What's key here is that chaos in production during business hours, when engineers are available to respond, surfaces real resilience gaps. If you run chaos experiments in the middle of the night, you're more likely to surface incidents instead.

For Kubernetes, Chaos Mesh and LitmusChaos provide native chaos engineering capabilities. You define chaos experiments as Kubernetes custom resources, which can include things like pod failure, network delay, network partition, CPU stress, memory stress, and filesystem failure. This integrates chaos experiments into your CI/CD pipelines for automated resilience validation.

In one of my services that runs on a 200‑node EKS cluster, we wired Chaos Mesh to inject a 500 ms network delay on 5 % of the pods every hour. The first few runs tripped alerts in our Prometheus stack because the latency spike pushed request latency past our SLO threshold of 200 ms. We quickly realized we needed a separate metric that measured latency under fault injection, otherwise we were confusing normal load spikes with chaos‑induced degradation. The lesson was that you must isolate the chaos signal in your observability pipeline, otherwise you waste time chasing false alarms.

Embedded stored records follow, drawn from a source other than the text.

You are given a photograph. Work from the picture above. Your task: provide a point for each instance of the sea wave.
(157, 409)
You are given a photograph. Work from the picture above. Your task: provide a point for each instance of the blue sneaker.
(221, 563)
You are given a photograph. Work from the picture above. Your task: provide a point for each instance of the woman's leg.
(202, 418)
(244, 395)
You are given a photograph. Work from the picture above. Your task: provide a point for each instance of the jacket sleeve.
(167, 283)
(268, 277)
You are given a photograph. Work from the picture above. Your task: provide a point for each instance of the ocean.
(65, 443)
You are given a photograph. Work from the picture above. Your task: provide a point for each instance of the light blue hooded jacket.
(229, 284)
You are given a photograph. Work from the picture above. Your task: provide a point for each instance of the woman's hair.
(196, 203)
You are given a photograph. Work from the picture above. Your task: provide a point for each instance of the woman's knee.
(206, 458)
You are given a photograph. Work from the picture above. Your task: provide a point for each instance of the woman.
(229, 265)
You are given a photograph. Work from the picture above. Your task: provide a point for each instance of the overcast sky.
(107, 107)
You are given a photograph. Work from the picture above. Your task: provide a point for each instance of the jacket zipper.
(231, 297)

I've found that running a GameDay is a great way to make chaos engineering a team practice. It's a structured chaos experiment session where the engineering team runs failure scenarios in a controlled environment and observes the system response. You define a set of failure scenarios in advance, run each one with the team watching dashboards and runbooks, and document any gaps between expected and actual behaviour.

During a GameDay we used a combination of Grafana dashboards and a dedicated Slack channel to surface the chaos events. We scripted the experiment start with a simple Helm hook so that the chaos pod spun up, ran for exactly three minutes, and then terminated. The team watched the error rates climb from 0.02 % to 2 % in real time, and our runbook instructed us to disable the downstream cache for the duration of the test. After the exercise we recorded a 30 % drop in mean time to recovery for similar incidents that later occurred in production, simply because the engineers had rehearsed the steps under pressure.

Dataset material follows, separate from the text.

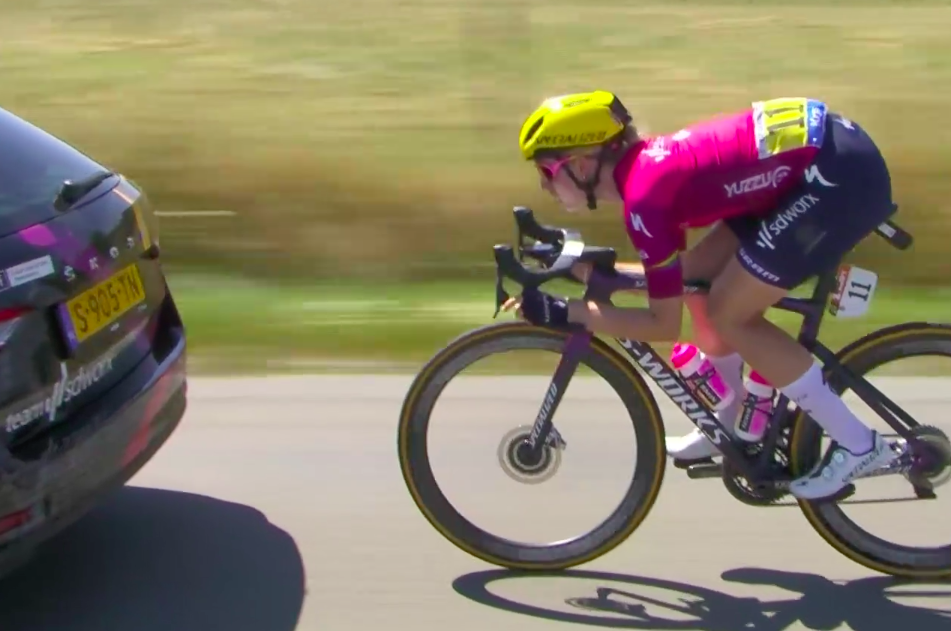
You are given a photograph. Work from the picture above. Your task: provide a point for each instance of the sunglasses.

GameDays are a way to prioritise fixes and make sure that chaos engineering isn't just an individual exercise. By running these experiments in a controlled environment, you can identify and fix resilience gaps before they become incidents.

Extending chaos beyond a single cloud required us to treat the blast radius as a first‑class concern. We used Terraform to spin up identical chaos experiments in both AWS us‑east‑1 and GCP europe‑west1, then used a simple Go wrapper to coordinate a simultaneous network partition between the two regions. The coordination added latency to our test run, but it revealed a hidden dependency on a DNS resolver that was only reachable from AWS. The fix was to add a secondary resolver in GCP, a change that would have been missed without a multi‑cloud fault injection.

The fact that chaos engineering has moved beyond hyperscalers is a testament to its effectiveness. It's no longer just a niche practice, but a mainstream way to validate system resilience and improve overall reliability.

As I see it, the future of chaos engineering is all about making it more accessible and integrated into everyday engineering practice. With the right tooling and frameworks, any organisation can adopt chaos engineering and improve its system resilience.